Dynamic modelling of cold-hardiness in tea buds by imitating past temperature memory.

Affiliation

Kimura K(1), Yasutake D(2), Oki T(3), Yoshida K(3), Kitano M(2)(4).
Author information:
(1)National Agriculture and Food Research Organization
(NARO), Institute of Agro-Environmental Sciences, Kannondai, Tsukuba, Ibaraki, Japan.
(2)Kyushu University, Faculty of Agriculture, Fukuoka, Japan.
(3)Kyushu University, Graduate School of Bioresource and Bioenvironmental Sciences, Fukuoka, Japan.
(4)Kochi University, Faculty of Agriculture and Marine Science, Kochi, Japan.

Abstract

BACKGROUND AND AIMS: Most perennial plants memorize cold stress for a certain period and retrieve the memories for cold acclimation and deacclimation, which leads to seasonal changes in cold-hardiness.
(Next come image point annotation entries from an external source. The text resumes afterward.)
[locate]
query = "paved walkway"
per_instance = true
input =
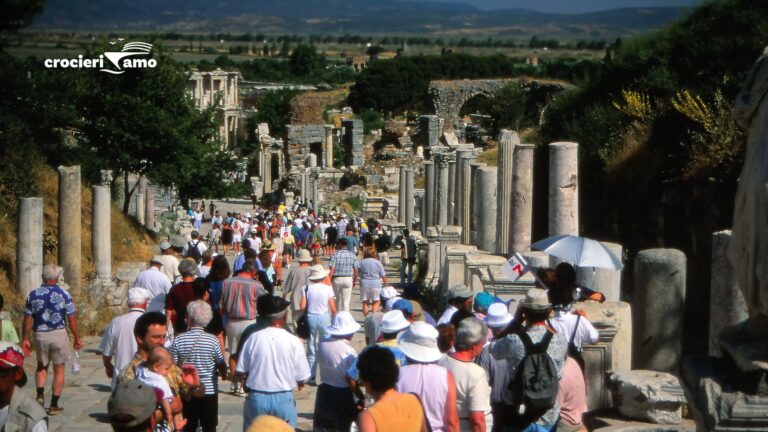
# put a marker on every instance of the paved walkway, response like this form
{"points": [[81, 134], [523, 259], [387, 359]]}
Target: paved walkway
{"points": [[85, 395]]}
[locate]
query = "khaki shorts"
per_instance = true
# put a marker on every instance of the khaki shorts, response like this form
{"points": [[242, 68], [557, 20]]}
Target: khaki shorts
{"points": [[235, 329], [52, 347]]}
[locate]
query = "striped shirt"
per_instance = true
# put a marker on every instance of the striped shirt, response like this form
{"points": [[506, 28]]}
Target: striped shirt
{"points": [[238, 297], [201, 350], [344, 263]]}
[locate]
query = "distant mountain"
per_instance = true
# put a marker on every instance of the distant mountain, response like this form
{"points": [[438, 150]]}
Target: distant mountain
{"points": [[340, 16]]}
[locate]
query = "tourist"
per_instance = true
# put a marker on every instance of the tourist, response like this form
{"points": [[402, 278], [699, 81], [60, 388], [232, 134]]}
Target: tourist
{"points": [[372, 276], [180, 295], [320, 306], [531, 319], [293, 289], [118, 340], [49, 309], [497, 319], [201, 350], [168, 261], [473, 394], [423, 376], [238, 306], [459, 298], [335, 407], [274, 363], [156, 282], [392, 410], [344, 267], [407, 258], [22, 413]]}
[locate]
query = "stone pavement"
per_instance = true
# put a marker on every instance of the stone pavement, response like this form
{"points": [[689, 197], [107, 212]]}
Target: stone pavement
{"points": [[85, 395]]}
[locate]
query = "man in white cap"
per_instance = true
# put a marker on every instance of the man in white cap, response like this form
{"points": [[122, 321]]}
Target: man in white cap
{"points": [[156, 282], [118, 341], [531, 323]]}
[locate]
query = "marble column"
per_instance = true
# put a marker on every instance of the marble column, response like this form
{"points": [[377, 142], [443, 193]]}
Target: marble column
{"points": [[401, 195], [484, 207], [70, 224], [101, 232], [464, 196], [329, 146], [564, 188], [409, 198], [507, 142], [29, 245], [428, 215], [521, 224], [659, 309]]}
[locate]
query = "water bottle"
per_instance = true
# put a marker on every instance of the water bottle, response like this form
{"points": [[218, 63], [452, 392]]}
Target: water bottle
{"points": [[76, 363]]}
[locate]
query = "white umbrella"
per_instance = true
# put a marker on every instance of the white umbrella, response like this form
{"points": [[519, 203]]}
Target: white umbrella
{"points": [[579, 251]]}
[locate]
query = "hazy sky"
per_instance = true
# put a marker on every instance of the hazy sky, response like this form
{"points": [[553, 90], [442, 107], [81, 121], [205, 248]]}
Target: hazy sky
{"points": [[569, 6]]}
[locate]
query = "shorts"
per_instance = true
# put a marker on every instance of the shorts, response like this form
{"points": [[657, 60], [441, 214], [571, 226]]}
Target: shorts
{"points": [[52, 347], [370, 295], [235, 329]]}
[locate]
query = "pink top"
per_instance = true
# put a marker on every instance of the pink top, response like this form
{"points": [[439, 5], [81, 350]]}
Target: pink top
{"points": [[572, 395], [430, 382]]}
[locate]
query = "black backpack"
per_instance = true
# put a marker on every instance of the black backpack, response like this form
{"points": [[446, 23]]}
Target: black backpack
{"points": [[536, 383], [193, 252]]}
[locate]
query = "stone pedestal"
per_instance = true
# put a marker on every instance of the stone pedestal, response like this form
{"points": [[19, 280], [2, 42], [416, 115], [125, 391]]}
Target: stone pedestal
{"points": [[29, 245], [101, 235], [507, 142], [70, 224], [484, 200], [606, 281], [563, 188], [659, 309], [522, 199]]}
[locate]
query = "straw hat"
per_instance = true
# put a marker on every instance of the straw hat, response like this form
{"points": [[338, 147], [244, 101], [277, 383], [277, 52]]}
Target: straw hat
{"points": [[419, 343]]}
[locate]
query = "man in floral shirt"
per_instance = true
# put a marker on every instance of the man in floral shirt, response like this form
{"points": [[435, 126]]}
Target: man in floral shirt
{"points": [[48, 310]]}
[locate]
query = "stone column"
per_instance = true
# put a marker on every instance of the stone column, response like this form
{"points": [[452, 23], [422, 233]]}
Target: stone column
{"points": [[451, 189], [606, 281], [563, 188], [507, 142], [401, 196], [428, 214], [727, 306], [659, 308], [101, 232], [149, 208], [522, 199], [409, 198], [484, 202], [70, 224], [329, 146], [464, 196], [29, 245]]}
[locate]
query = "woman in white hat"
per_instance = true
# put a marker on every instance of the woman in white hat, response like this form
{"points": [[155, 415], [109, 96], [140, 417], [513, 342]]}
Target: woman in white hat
{"points": [[334, 404], [423, 376], [319, 305]]}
Therefore, a model for evaluating cold stress memories is required for predicting cold-hardiness and for future frost risk assessments under warming climates. In this study we develop a new dynamic model of cold-hardiness by introducing a function imitating past temperature memory in the processes of cold acclimation and deacclimation. METHODS: We formulated the past temperature memory for plants using thermal time weighted by a forgetting function, and thereby proposed a dynamic model of cold-hardiness. We used the buds of tea plants (Camellia sinensis) from two cultivars, 'Yabukita' and 'Yutakamidori', to calibrate and validate this model based on 10 years of observed cold-hardiness data. KEY RESULTS: The model captured more than 90 % of the observed variation in cold-hardiness and predicted accurate values for both cultivars, with root mean square errors of ~1.0 °C. The optimized forgetting function indicated that the tea buds memorized both short-term (recent days) and long-term (previous months) temperatures. The memories can drive short-term processes such as increasing/decreasing the content of carbohydrates, proteins and antioxidants in the buds, as well as long-term processes such as determining the bud phenological stage, both of which vary with cold-hardiness. CONCLUSIONS: The use of a forgetting function is an effective means of understanding temperature memories in plants and will aid in developing reliable predictions of cold-hardiness for various plant species under global climate warming.